Ostensibly the protagonist of the film is Rune (Pilou Asbaek), the new guy in question and (also ostensibly) namesake of the movie. He arrives in prison on a two-year stint for stabbing a man which of course immediately runs him afoul of inmates who were friends to his victim. They take advantage of Rune in numerous ways until he makes himself useful in the drug trade and slowly moves up the ladder of respectability. Eventually things go wrong and Rune must pay for a botched deal with his life. This occurs about three-quarters of the way through the film.

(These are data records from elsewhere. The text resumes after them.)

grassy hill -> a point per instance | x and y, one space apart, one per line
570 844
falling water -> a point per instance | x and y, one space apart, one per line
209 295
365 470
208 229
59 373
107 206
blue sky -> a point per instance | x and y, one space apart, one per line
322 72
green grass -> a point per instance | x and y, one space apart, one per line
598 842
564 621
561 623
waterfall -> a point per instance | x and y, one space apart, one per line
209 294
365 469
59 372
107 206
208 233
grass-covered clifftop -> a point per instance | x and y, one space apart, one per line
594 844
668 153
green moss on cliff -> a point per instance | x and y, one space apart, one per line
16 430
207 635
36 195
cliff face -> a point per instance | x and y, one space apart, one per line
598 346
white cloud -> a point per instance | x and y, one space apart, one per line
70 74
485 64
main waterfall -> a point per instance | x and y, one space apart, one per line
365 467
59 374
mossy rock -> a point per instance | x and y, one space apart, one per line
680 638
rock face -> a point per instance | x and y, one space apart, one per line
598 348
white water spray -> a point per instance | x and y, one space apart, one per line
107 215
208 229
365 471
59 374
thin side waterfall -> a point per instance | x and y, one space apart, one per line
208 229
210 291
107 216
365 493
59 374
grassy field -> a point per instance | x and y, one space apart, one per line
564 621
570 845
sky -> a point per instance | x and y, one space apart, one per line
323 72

Rune is stabbed to death in a kitchen closet. We don’t even see the fatal act, what in a more traditional film would surely be the climactic ending. In “R” the narrative carries on without Rune and not so much as a slight consideration as to what his absence means to those around him. He is abruptly cut out of the prison existence and our viewing experience while the film quite radically shifts focus to a Muslim inmate named Rashid (Dulfi Al-Jabouri) who served as Rune’s partner in crime (and who set him up to be executed). The directors promptly build up an identification with Rashid as if the story is refreshing for another try to make things right. We see him in a visit with his distraught mother, we see him run afoul of the Islamic gang he is a de facto member of because of racial/religious segregation in the prison, we see him turn informant, and then we see as vengeance is meted out on him with boiling hot oil.

Rashid does not die but the film ends immediately upon the point of his attack. An idea is produced about the closed, fatalistic circle that is prison life. There is no resolution and no investigation. The film leaves us in fragments much like the inmates who must serve their time in an inhuman environment. Form mirrors content at the same time it strains to break free of it in the film “R”. This is the tension that allows the pioneering gene film to take off.